Huh? Who said anything about firing postal workers? Or are you trying to change the subject?

barfo

Your link includes postal workers and military. That's where postal workers came into the discussion.

When they (Times) say Defense sector, I don't think they're talking about Army, Navy, Air Force, and Marines. Wikipedia says there are ~1.5M of those.
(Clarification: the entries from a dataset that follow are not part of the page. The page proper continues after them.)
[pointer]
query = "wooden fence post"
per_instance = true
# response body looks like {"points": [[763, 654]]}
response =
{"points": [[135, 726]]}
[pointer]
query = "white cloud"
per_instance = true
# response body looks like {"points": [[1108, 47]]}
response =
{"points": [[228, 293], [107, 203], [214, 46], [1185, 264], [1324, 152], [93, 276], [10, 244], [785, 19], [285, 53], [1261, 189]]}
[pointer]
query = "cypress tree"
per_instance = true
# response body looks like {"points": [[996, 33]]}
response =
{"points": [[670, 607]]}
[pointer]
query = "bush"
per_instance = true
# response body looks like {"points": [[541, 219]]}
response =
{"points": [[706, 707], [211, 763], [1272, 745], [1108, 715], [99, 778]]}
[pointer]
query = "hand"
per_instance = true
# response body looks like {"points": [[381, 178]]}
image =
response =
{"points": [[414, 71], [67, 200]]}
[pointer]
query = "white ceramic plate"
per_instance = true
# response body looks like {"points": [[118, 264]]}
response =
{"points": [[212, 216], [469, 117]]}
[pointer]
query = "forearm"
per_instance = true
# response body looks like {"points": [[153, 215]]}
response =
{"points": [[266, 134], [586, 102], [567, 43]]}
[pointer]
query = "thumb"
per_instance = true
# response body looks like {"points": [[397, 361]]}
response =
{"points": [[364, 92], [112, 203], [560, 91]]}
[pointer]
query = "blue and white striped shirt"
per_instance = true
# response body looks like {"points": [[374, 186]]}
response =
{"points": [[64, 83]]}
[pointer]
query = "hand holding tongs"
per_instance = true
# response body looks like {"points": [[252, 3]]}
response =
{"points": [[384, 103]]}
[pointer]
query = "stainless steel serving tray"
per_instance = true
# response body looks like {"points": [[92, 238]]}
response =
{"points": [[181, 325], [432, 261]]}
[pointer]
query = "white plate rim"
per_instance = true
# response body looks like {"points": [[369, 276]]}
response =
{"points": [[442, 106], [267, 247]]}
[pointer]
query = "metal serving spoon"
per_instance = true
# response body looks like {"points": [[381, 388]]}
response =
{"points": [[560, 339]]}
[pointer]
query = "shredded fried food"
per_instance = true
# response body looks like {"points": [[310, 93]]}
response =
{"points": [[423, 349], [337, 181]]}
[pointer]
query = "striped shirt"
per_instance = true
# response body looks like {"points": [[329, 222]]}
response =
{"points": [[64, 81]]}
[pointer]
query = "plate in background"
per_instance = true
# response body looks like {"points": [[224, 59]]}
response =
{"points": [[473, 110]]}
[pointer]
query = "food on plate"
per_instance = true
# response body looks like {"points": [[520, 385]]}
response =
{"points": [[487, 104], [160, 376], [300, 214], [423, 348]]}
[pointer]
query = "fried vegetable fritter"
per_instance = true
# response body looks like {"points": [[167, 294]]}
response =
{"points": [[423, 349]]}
I think they're talking about these folks (among others):

http://www.cpms.osd.mil/

http://www.cpms.osd.mil/cpms_divisions.aspx
 
http://online.wsj.com/article/SB100...87042.html?mod=WSJ_hp_LEFTWhatsNewsCollection

WASHINGTON—A White House commission laid out a sweeping plan to cut the federal budget deficit by hundreds of billions a year by targeting sacrosanct areas of U.S. tax and spending policy, such as Social Security benefits, middle-class tax breaks and defense spending.

Among the controversial proposals, the plan in its current form would end or cap a wide range of breaks relied on by the middle class, including the deduction for home-mortgage interest. It would tax capital gains and dividends at the higher rates now levied on wage income. To compensate, one version of the plan would dramatically lower and simplify individual rates, to 9%, 15% and 24%.

For businesses, the plan would significantly lower the corporate tax rate—from a current top rate of 35% to as low as 26%—but also eliminate a number of deductions. It would make permanent the research and development tax credit. Overall, the plan would cut the federal deficit by $3.8 trillion by 2020.